Aby dodać wspaniałości foyer, czerwono-pomarańczową podłogę z amerykańskiej wiśni zastąpiono szachownicą Głęboki, bordowy, polerowany marmur i kremowy francuski wapień, inspirowany wielkimi brytyjskimi domami. W oficjalnej jadalni („piękne proporcje, ale trochę martwa”, mówi Roberts) projektanci zainstalowali postarzane lustrzane ściany, aby uzyskać miękki blask w nocy. Żyrandol ze szkła dmuchanego Pietro Chiesa wisi nad stołem jak bukiet kwiatów w kolorze klejnotów, harmonizując z kolorowym obrazem Georges’a Braque La Treille („Altana”).
„Mam obsesję na punkcie świateł, ”Mówi klient. „Faceci o tym wiedzą i są w tym naprawdę świetni. Żyrandol w jadalni był dla mnie trochę dziwny, z kolorami, ale powiedziałem:„ Chodźmy na to ”.
Ci kolekcjonerzy, czerpiąc z szerokiej gamy stylów artystycznych (od martwej natury z XVII wieku po serię sześciu bloków kolorów Benjamina Moore’a Franka Stelli), ci kolekcjonerzy nieustannie polują. Podczas remontu klient zadzwonił do Haynes and Roberts ze ogłoszenie: „Kupiliśmy z mężem kilka rzeczy w ten weekend”. Najważniejsze wydarzenie: siedem żywych i rzadkich paneli z gobelinów Meersburg Hunts of Maximilian, powstałych około 1550–70, ale nadal w nieskazitelnym stanie.

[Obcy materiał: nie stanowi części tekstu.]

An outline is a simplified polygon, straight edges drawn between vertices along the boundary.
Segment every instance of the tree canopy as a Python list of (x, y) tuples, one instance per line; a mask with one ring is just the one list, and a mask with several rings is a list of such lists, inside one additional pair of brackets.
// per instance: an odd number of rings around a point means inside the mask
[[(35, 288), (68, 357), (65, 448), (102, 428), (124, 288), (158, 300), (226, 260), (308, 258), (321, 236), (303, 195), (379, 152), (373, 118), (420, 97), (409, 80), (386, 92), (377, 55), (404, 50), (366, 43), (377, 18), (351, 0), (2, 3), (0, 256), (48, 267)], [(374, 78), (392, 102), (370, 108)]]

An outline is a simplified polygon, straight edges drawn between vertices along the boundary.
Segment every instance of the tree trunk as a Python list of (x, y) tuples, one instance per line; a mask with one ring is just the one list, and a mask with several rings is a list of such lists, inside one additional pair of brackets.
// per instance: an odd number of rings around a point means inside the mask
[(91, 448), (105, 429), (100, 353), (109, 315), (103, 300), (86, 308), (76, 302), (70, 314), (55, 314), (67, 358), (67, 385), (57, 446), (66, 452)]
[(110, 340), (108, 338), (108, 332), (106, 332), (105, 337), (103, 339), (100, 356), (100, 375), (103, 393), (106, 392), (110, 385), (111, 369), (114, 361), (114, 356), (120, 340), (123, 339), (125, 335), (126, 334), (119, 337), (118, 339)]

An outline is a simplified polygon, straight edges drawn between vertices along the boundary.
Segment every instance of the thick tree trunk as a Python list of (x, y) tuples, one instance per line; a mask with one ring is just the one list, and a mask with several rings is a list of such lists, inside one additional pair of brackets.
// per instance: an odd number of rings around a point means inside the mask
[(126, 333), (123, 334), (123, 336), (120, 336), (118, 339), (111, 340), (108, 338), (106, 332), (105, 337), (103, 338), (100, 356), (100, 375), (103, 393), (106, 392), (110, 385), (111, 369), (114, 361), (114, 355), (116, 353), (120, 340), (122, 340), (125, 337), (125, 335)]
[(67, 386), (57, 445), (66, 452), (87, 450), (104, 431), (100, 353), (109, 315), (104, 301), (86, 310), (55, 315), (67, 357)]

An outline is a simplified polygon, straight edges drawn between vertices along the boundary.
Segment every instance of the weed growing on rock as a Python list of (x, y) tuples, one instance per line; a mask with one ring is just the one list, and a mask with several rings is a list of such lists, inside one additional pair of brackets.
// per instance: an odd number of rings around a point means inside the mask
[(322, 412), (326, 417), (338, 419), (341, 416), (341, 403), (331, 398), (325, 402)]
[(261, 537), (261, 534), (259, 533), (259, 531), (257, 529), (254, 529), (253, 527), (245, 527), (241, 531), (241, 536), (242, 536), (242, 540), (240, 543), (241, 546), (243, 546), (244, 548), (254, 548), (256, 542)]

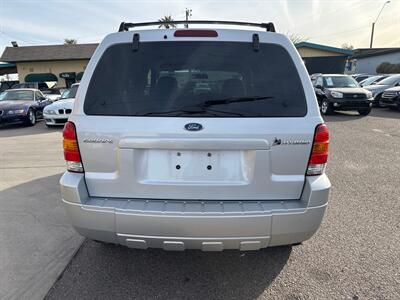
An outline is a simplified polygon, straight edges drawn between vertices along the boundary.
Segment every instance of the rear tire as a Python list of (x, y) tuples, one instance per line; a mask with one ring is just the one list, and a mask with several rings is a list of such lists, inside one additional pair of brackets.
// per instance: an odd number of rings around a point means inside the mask
[(382, 105), (381, 105), (381, 103), (380, 103), (381, 98), (382, 98), (382, 94), (379, 94), (379, 95), (377, 95), (377, 96), (375, 97), (375, 100), (374, 100), (374, 102), (373, 102), (375, 107), (382, 107)]
[(362, 116), (367, 116), (367, 115), (369, 115), (370, 112), (371, 112), (371, 108), (363, 108), (363, 109), (358, 110), (358, 113)]
[(321, 112), (323, 115), (331, 115), (333, 113), (332, 106), (326, 99), (321, 101)]
[(36, 112), (32, 108), (28, 110), (27, 118), (26, 122), (28, 126), (34, 126), (36, 124)]

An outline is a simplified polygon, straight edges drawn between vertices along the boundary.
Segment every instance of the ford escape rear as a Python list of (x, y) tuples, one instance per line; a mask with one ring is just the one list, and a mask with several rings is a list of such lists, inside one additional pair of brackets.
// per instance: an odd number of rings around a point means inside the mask
[(293, 44), (271, 23), (136, 25), (99, 45), (64, 128), (76, 230), (165, 250), (310, 238), (328, 202), (329, 134)]

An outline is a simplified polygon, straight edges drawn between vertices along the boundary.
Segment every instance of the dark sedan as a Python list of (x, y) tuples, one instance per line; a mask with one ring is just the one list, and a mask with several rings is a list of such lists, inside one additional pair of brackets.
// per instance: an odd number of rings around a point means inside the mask
[(400, 86), (384, 91), (380, 104), (393, 110), (400, 110)]
[(321, 112), (329, 115), (335, 110), (355, 110), (366, 116), (371, 112), (372, 93), (361, 88), (347, 75), (319, 75), (313, 79)]
[(13, 89), (0, 94), (0, 124), (25, 123), (33, 126), (51, 104), (37, 89)]

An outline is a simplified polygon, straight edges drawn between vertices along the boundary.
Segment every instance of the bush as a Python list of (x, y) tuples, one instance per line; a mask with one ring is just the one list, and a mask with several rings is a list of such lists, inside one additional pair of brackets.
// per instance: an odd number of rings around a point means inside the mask
[(383, 62), (376, 68), (378, 74), (391, 74), (400, 73), (400, 64), (391, 64), (389, 62)]

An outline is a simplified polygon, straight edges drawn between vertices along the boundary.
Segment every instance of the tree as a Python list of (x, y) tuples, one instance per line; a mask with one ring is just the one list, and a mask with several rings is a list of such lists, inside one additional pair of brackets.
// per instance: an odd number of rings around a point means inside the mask
[(64, 39), (64, 45), (76, 45), (78, 43), (75, 39)]
[(287, 32), (286, 35), (289, 38), (289, 40), (291, 40), (292, 43), (295, 44), (295, 45), (299, 44), (301, 42), (307, 42), (308, 41), (307, 37), (304, 37), (304, 36), (302, 36), (300, 34), (297, 34), (297, 33)]
[(393, 74), (400, 73), (400, 64), (391, 64), (389, 62), (383, 62), (376, 68), (378, 74)]
[(354, 49), (353, 45), (347, 44), (347, 43), (342, 44), (342, 48), (346, 49), (346, 50), (353, 50)]
[(160, 26), (158, 26), (158, 28), (176, 28), (176, 25), (174, 23), (172, 23), (174, 21), (174, 19), (172, 18), (171, 15), (169, 16), (164, 16), (161, 19), (158, 20), (158, 22), (162, 22), (163, 24), (161, 24)]

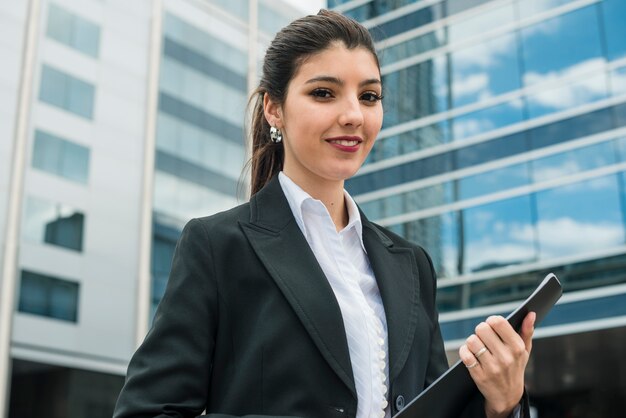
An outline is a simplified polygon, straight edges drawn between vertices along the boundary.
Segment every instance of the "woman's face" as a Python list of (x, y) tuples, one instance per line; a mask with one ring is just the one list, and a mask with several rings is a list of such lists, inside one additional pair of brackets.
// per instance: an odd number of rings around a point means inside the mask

Gdzie mogliby pójść? Biblioteka z regałami, w której niegdyś znajdowała się para zamontowanych wioseł Jamesa Rockefellera z Yale oraz akwaforty dzikiego ptactwa. Projektanci przeszli szybki kurs wieszania historycznych gobelinów u ekspertów z Metropolitan Museum of Art. „Wszystkie gobeliny są na kołach pasowych; wiszą swobodnie” – mówi Haynes. Kiedy wchodzisz do pokoju, te ekscytujące sceny myśliwskie poruszają się, jakby oddychały.
Kupiec Ivory Redux
Haynes zaprojektował dywanik z wzorem inspirowanym altaną do salonu. W przypadku ręcznie malowanej tapety de Gournay projektanci uprościli jeden z tradycyjnych motywów domu. „Usunęliśmy 70 procent projektu” – mówi Haynes, usuwając ptaki, motyle, kamienie oraz wiele liści i kwiatów. Nowa wersja jest tak stonowana i uporządkowana, że klienci zdali sobie sprawę, że będzie to idealne tło dla kolejnego nowego przejęcia: obraz lilii wodnej Claude’a Moneta.

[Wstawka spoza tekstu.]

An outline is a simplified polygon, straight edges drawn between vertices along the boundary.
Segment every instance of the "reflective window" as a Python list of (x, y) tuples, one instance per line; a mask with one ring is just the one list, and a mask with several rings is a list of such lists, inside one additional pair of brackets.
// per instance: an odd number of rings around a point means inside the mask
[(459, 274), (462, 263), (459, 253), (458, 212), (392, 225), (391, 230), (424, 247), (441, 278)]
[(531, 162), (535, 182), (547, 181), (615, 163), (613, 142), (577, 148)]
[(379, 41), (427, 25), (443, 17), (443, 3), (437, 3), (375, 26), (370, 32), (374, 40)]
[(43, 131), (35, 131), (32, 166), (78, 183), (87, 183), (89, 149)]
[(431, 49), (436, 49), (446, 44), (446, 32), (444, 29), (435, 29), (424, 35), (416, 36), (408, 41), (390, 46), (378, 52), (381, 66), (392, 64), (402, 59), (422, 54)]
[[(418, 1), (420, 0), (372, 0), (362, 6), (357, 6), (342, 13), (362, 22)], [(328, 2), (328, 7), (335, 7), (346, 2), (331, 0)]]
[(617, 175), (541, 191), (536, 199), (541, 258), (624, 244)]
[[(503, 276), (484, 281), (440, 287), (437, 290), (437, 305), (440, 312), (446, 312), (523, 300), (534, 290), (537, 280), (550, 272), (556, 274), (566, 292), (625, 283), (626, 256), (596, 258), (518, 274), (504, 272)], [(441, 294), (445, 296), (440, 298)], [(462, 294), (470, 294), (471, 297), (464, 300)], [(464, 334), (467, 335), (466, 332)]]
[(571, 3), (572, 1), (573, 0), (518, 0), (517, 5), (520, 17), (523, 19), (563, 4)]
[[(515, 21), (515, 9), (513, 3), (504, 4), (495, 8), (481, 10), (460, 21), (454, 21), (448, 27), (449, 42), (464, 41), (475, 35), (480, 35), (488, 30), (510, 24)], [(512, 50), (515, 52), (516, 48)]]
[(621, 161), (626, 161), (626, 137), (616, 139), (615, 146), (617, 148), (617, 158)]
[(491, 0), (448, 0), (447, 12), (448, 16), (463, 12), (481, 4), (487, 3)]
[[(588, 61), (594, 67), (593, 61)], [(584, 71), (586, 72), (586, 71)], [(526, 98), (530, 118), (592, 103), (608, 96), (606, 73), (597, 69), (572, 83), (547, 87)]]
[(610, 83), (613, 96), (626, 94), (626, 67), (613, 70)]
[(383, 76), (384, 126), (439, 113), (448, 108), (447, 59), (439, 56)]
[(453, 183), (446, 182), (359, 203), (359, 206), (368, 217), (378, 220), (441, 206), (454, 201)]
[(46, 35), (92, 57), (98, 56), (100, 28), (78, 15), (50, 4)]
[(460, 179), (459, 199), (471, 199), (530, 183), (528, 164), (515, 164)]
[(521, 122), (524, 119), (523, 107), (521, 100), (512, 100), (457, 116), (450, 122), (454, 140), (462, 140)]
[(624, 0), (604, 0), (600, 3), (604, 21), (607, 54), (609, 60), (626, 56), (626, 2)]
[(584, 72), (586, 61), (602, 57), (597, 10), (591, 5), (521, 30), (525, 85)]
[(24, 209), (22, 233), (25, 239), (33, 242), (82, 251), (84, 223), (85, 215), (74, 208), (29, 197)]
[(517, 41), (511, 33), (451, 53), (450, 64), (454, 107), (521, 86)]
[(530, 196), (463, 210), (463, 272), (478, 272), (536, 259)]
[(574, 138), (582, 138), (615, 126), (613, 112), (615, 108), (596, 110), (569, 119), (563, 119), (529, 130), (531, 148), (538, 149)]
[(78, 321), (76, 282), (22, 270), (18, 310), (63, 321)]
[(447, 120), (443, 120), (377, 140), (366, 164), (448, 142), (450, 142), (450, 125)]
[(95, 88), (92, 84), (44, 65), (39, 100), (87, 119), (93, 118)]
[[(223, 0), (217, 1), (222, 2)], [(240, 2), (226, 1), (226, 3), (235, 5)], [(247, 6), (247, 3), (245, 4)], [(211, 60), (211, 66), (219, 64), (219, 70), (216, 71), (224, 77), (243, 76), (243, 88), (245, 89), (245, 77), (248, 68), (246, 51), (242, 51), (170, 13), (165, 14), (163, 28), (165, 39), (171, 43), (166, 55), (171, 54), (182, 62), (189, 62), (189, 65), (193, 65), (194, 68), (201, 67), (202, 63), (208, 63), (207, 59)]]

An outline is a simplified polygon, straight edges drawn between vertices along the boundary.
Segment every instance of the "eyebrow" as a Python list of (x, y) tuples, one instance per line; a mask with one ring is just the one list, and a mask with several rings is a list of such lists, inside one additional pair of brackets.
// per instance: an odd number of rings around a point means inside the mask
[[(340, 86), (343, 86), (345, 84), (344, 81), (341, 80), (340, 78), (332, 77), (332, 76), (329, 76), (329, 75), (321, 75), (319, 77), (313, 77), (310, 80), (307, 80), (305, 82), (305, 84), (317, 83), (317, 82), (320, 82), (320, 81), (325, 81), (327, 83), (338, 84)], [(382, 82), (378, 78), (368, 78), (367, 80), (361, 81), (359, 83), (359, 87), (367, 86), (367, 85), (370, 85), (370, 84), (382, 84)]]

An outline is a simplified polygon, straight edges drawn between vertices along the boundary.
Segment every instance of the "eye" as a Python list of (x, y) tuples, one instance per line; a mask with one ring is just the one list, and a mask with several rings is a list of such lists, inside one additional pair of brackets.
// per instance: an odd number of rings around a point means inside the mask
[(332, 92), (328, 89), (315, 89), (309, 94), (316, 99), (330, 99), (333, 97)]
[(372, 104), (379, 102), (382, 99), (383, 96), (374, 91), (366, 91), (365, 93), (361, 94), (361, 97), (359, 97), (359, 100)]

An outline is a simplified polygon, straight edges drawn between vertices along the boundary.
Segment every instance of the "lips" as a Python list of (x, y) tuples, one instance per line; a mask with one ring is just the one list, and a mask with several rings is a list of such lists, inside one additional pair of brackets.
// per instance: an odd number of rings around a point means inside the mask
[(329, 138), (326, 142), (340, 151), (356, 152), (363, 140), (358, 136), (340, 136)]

Haynes i Roberts oraz ich mecenasi rozumieją, że renowacje historyczne są jak filmowe adaptacje klasycznych powieści; ich dzieła są bardziej Greta Gerwig niż Merchant Ivory, szanują źródło, ale nie są postrzegani Przez cały czas kiwali głowami w przeszłość – w piwnicy wiszą oryginalne plany domu z 1929 roku, w pobliżu kuchni stoi niedziałająca centrala telefoniczna – ale intuicyjnie zrozumieli, że nie powinni przesadzać z nostalgią. Dom jest jego własna pamiątka.
„Można to poczuć w kościach, w ciężarze drzwi, wrażliwości” – mówi Haynes.

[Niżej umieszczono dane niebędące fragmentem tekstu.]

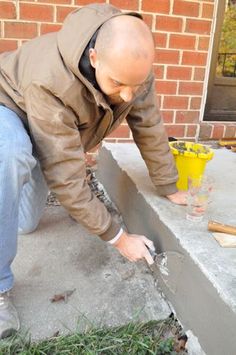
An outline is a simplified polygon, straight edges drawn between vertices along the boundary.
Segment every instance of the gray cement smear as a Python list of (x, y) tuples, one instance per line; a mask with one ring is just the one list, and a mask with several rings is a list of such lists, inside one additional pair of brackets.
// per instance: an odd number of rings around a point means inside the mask
[[(19, 236), (14, 303), (33, 340), (55, 332), (164, 319), (171, 310), (144, 262), (126, 261), (89, 234), (62, 207), (47, 207), (32, 234)], [(55, 294), (75, 289), (68, 302)]]
[(198, 336), (207, 354), (234, 355), (236, 249), (221, 248), (207, 231), (207, 222), (236, 224), (236, 154), (216, 150), (206, 173), (215, 179), (214, 192), (208, 214), (196, 224), (185, 219), (184, 206), (157, 196), (134, 144), (105, 144), (100, 152), (101, 182), (130, 232), (146, 234), (158, 251), (185, 255), (176, 294), (162, 284), (178, 317)]

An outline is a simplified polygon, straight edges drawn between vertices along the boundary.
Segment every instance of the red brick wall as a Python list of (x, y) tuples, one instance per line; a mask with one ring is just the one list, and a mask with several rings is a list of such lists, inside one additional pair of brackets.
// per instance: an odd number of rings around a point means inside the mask
[[(0, 0), (0, 51), (57, 31), (66, 15), (89, 0)], [(168, 135), (194, 139), (232, 134), (235, 127), (203, 124), (199, 117), (206, 73), (214, 0), (108, 0), (123, 10), (139, 11), (156, 42), (156, 90)], [(130, 141), (127, 124), (109, 140)]]

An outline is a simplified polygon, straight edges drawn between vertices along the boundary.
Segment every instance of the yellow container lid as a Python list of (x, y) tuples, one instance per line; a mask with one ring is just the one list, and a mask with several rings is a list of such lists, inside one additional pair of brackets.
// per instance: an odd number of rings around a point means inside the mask
[(206, 160), (211, 160), (214, 155), (211, 148), (200, 143), (174, 141), (170, 142), (169, 145), (173, 155), (183, 155), (184, 157)]

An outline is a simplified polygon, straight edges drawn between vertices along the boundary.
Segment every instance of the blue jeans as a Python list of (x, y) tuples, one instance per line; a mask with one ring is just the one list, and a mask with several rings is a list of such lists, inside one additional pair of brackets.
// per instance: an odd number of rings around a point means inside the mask
[(48, 188), (17, 114), (0, 106), (0, 293), (13, 286), (17, 235), (34, 231)]

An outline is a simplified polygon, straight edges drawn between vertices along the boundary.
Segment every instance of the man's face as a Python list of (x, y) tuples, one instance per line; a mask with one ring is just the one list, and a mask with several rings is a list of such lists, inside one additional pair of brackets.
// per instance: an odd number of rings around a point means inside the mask
[[(137, 90), (144, 84), (150, 65), (142, 60), (113, 58), (98, 60), (96, 50), (90, 50), (90, 62), (95, 68), (95, 76), (101, 91), (110, 104), (130, 102)], [(146, 64), (146, 65), (145, 65)]]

Skąpana w słońcu główna sypialnia na drugim piętrze ma okna wykuszowe i duże łóżko, które wydaje się unosić w powietrzu. Naprzeciwko łóżka na stole przysiadła rzeźba z brązu Botero przedstawiająca nagą tańczącą parę. Ci tancerze są nieświadomi reszty świata, ich oczy są utkwione w sobie. To romantyczny akcent i przypomnienie, że prawie sto lat temu taniec na statku doprowadził do powstania tego domu. Obecni mieszkańcy nadają mu teraz własną historię.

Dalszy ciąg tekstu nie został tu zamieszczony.